Former Czech president Vaclav Klaus, who has recently made a splash by publicly defying government restrictions to stem the Covid-19 spread, has caught the disease, his spokesman said Tuesday.

"He wasn't feeling well and he tested positive for Covid this afternoon," Petr Macinka, spokesman for the Vaclav Klaus Institute think tank, told AFP.

"He underwent a scan and left for treatment at home," he added.

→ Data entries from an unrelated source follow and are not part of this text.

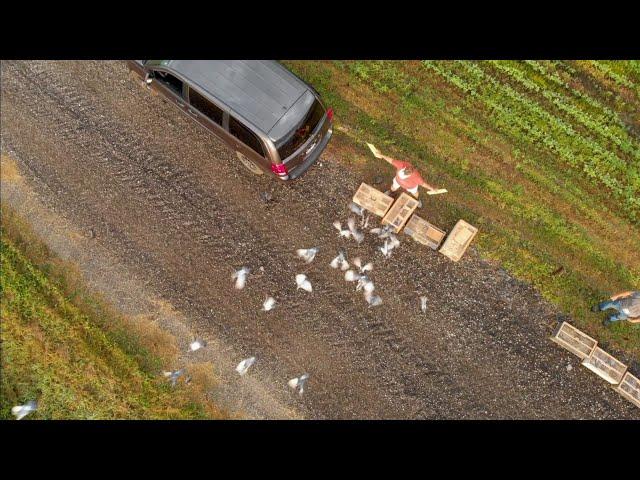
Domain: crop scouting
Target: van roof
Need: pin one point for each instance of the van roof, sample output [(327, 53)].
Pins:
[(260, 91)]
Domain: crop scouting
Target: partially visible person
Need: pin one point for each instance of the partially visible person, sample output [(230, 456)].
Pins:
[(626, 304)]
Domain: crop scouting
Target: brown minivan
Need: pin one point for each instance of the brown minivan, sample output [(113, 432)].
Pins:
[(274, 121)]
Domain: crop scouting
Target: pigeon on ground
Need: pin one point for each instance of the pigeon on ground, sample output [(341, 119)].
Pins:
[(385, 249), (244, 365), (357, 235), (382, 232), (268, 304), (307, 254), (351, 276), (303, 282), (357, 209), (340, 261), (363, 268), (341, 232), (372, 300), (241, 277), (21, 411), (197, 345), (173, 376), (298, 383)]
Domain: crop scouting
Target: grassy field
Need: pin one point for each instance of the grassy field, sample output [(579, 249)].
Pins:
[(64, 347), (544, 157)]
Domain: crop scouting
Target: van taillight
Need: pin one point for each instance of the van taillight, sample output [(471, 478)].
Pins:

The Czech Republic currently has the highest per capita infection rate in the world and is second after neighbouring Slovakia for deaths, according to an AFP tally.

A former liberal economist and staunchly eurosceptic Czech prime minister, Klaus served as president in 2003-2013 after succeeding the late Czech anti-Communist hero and former dissident playwright Vaclav Havel.

During his term, he became famous for being the last politician in the EU to sign the bloc's crucial Lisbon Treaty.

Since the pandemic began, the 79-year-old Klaus has repeatedly appeared in public without the mandatory face mask, and in January he was handed a fine worth 10,000 crowns (387 euros, $470) for that.

In the same month, he delivered a speech at a rally against the restrictions, saying the government should know that "we have had enough of restrictions and instructions harming our lives".

He also stood up against Covid vaccination, prompting a response from his successor Milos Zeman, a veteran leftwinger and Klaus's former political foe.

"Get the vaccine, Vaclav, or you run the risk of catching Covid at your age," Zeman urged Klaus in a newspaper interview in January.